Keywords

1 Introduction

The interest in digital home training programs has increased since the outbreak of COVID-19 as they are accessible and cost-effective to exercise [1]. Among the home exercises, Pilates is a popular exercise that has recently become increasingly widespread in rehabilitation therapy [2]. Pilates was developed by Joseph Pilates of Germany and is a full-body exercise made for rehabilitating patients during World War I [3]. The Pilates mat exercise program is effective in treating chronic low back pain by evaluating core muscle thickness [4]. In addition, Pilates exercise without using any equipment is useful for improving respiratory functions and disease-related symptoms [5]. However, an injury may occur by repeating the wrong motion without experts. Therefore, a Pilates posture recognition system for home training is required.

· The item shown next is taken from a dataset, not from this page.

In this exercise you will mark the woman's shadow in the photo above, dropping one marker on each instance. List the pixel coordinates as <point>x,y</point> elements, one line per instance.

In computer vision, exercise training systems through human posture estimation are being developed to increase exercise effectiveness and prevent injury in various sports fields [6]. Dittakavi, B. [7] conducted a study to classify postures from fixed images using probability techniques for Yoga, Pilates, and Kung Fu exercises and to explain which joint motion was incorrect. Wu, Y. [8] classified 45 yoga movements and created a model that gave points to the exercise movements without an expert. They extracted image features using a convolutional neural network (CNN) and trained the model using a unique contrastive loss that combines the L2 norm with cosine similarity. Li, J. [9] presented a model for classifying and evaluating 117 yoga movements. Yoga movements from 22 subjects were measured with an RGB-D camera. At this time, 3D coordinates were corrected by taking pictures from both the front and side. In addition, a new Cascade 2S-AGGN (Cascade graph convolutional neural network for yoga pose classification and assessment) model was presented by constructing a graph convolutional neural network (GCN) in a hierarchical structure. Zhao, Z [10] also used GCN to classify three types of motion and presented a model for correcting posture. The expert’s motion and the subject’s motion were trained separately and evaluated the subject’s motion. Dynamic time warping is used to compensate for the difference in each person’s movement speed. In previous studies, there is one case of Pilates exercise [7] correction of static images. However, Pilates pose correction studies on video sequences are necessary since Pilates involves segmental movements of the spine. Therefore, we studied Pilates exercise correction on video sequences.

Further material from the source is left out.